Work before and after the pandemic
[Click on image for larger view.] Work before and after the pandemic (source: GitHub).

“Our approach to working remotely last year reflected a lack of familiarity,” the report says. “We are juggling competing needs in our personal lives and at work while trying to maintain the same levels of productivity before the pandemic. In 2021, we have started to move from simple compensation while hoping for a return to the old days. normality “to really transform our processes with the awareness of the needs of remote work.”

GitHub’s advice for working in the new normal?

“Think about your own team, where you work now and where you will work in the future. How can you support yourself and your teams? Are you using processes and tools to foster effective collaboration? Merging pull requests, deploying code through pipelines, and organizing work become especially important when part or all of our team is working remotely. (all or part of the time). Our open source colleagues have been doing this for years, so they can teach us a thing or two about shipping software to distributed teams. ”

2021 State of the Octoversy
[Click on image for larger view.] 2021 State of the Octoversy (source: GitHub).

Other highlights from this report and tips from GitHub on using this data include:


What the data shows: Good automation helps teams communicate better and more clearly, and research shows that better information flow is the key to better culture. Having better tools also helps developers feel empowered to do their jobs and feel fulfilled.

Use of data: Use these tables to identify one thing you can work on to improve your job! Pick something at the bottom (at the end of an arrow), then go back to see what has a significant effect. For more details on each build, head to the associated repository for the survey items we used.


What the data shows: Once large repositories start using Actions, teams merge almost 2x more pull requests per day than before (61% increase) and they merge 31% faster.
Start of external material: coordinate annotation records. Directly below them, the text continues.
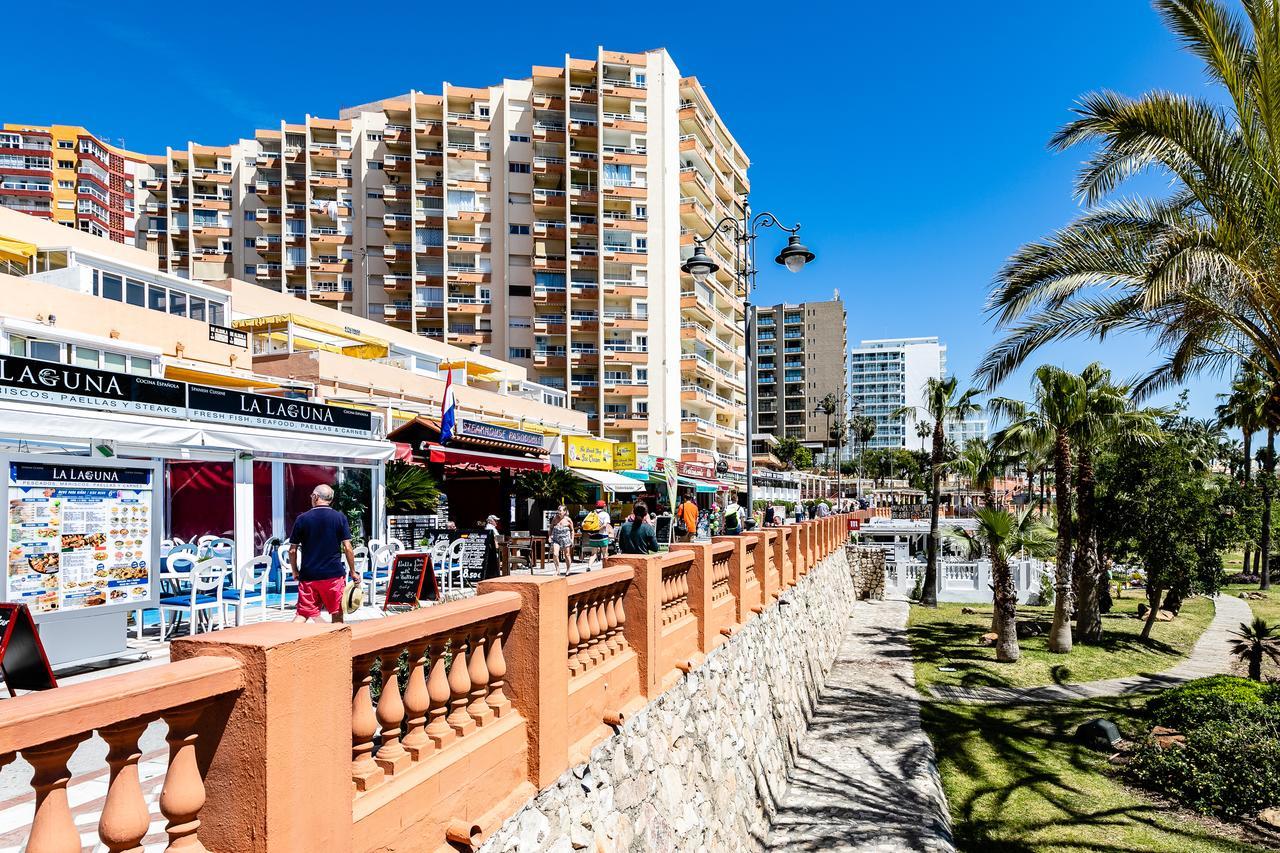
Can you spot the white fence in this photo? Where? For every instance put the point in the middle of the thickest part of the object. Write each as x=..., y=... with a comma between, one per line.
x=965, y=580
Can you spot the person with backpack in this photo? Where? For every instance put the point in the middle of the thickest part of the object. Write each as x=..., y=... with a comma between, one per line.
x=732, y=516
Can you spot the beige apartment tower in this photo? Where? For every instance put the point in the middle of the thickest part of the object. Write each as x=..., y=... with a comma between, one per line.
x=799, y=360
x=539, y=220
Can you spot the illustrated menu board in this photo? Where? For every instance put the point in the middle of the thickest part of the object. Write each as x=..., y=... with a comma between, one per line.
x=80, y=536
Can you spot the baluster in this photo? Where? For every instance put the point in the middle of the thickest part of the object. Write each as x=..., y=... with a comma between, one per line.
x=584, y=633
x=479, y=673
x=611, y=623
x=572, y=639
x=438, y=690
x=593, y=623
x=53, y=829
x=460, y=685
x=126, y=817
x=497, y=664
x=365, y=771
x=391, y=714
x=183, y=794
x=416, y=703
x=622, y=619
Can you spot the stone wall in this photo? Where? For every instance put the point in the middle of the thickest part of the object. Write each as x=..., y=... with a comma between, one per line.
x=703, y=766
x=867, y=565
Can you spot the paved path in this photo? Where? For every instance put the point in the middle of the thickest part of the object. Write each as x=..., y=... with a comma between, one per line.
x=865, y=778
x=1210, y=656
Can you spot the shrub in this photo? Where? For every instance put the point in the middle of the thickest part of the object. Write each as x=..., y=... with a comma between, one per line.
x=1225, y=767
x=1220, y=698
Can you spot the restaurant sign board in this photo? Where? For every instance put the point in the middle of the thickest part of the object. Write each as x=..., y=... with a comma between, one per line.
x=480, y=429
x=593, y=454
x=49, y=382
x=225, y=406
x=625, y=456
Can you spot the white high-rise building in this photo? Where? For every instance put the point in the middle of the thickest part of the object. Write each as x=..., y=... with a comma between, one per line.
x=890, y=374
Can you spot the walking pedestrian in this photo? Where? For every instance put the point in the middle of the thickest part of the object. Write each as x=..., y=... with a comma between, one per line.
x=324, y=538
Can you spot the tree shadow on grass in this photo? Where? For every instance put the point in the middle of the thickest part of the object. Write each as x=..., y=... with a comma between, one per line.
x=1033, y=756
x=941, y=643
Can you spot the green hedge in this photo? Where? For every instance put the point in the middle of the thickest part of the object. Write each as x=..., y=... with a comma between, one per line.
x=1230, y=763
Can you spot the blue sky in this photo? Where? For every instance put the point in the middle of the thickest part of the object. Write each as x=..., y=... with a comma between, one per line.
x=908, y=137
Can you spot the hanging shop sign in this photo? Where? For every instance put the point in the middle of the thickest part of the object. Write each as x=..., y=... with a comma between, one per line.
x=480, y=429
x=80, y=537
x=225, y=334
x=46, y=382
x=225, y=406
x=625, y=456
x=593, y=454
x=696, y=469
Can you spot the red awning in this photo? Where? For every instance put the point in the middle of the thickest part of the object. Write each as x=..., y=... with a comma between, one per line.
x=475, y=460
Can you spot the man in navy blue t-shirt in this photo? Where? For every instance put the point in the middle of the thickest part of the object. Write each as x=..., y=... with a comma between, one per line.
x=324, y=537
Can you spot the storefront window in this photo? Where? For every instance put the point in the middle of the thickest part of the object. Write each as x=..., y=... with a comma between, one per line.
x=199, y=500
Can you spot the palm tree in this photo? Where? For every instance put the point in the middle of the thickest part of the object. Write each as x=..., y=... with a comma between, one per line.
x=941, y=402
x=1059, y=404
x=551, y=488
x=1255, y=642
x=1001, y=534
x=1107, y=416
x=1196, y=267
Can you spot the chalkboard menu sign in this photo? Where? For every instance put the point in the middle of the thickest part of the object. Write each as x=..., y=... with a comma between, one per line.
x=479, y=557
x=22, y=656
x=412, y=579
x=662, y=528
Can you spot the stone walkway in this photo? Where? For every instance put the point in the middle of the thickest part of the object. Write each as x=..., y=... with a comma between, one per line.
x=865, y=778
x=1210, y=656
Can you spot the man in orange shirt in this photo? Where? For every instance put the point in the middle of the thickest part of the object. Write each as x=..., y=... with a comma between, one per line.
x=688, y=515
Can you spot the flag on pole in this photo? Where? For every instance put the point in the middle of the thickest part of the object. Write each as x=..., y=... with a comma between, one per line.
x=448, y=411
In all open source repositories, using Actions increases the number of merged pull requests by 36% and reduces the merge time by 33%.

Use of data: Automation helps teams. Try to implement automation around your pull requests to improve your team’s productivity.

Code reuse

What the data shows: Authorization procedures, access restrictions, or information fragmentation can introduce friction that discourage developers from reusing code. However, developer performance on the job can increase by up to 87% when reusing other people’s code is easy and does not introduce friction. The benefits of frictionless code reuse are also striking for open source projects: projects see 2x performance compared to those with more friction, such as slow processes or multiple layers of approval.

Use of data: Identify sources of friction when you and your team reuse code from other teams and repositories. Are there any obstacles such as long access approvals, poor indexing, or undocumented dependencies? What can you simplify or influence others to streamline?

To look for

What the data shows: Developers are almost 60% more likely to feel equipped to do their job when they can easily find what they need. Plus, they can achieve an 11% increase in productivity simply by having an easy-to-search team repository – a finding also supported by previous research.

Use of data: Think about your team’s practices; Do they support easy indexing and cross-referencing to make information easier to find?

Draw requests

What the data shows: This year, pull requests are merged fastest at work, almost 2x faster than open source. We’re also seeing work pull requests merging 25% slower than last year. When we compare the previous two years, we can see signs that the pace of work is returning to pre-pandemic levels.

Use of data: Think about your own work. What did you notice about how quickly your team or community finished the job this year? If your own team’s merge time has changed, what has contributed to that?

For the “2021 State of the Octovers” report, GitHub noted he had broadened his research approach. “By increasing telemetry to 4 million repositories with survey responses from over 40,000 developers, you can read predictive results and tips for improving productivity in addition to quantitative summaries of survey results.”

About the Author

David Ramel is editor and writer for Converge360.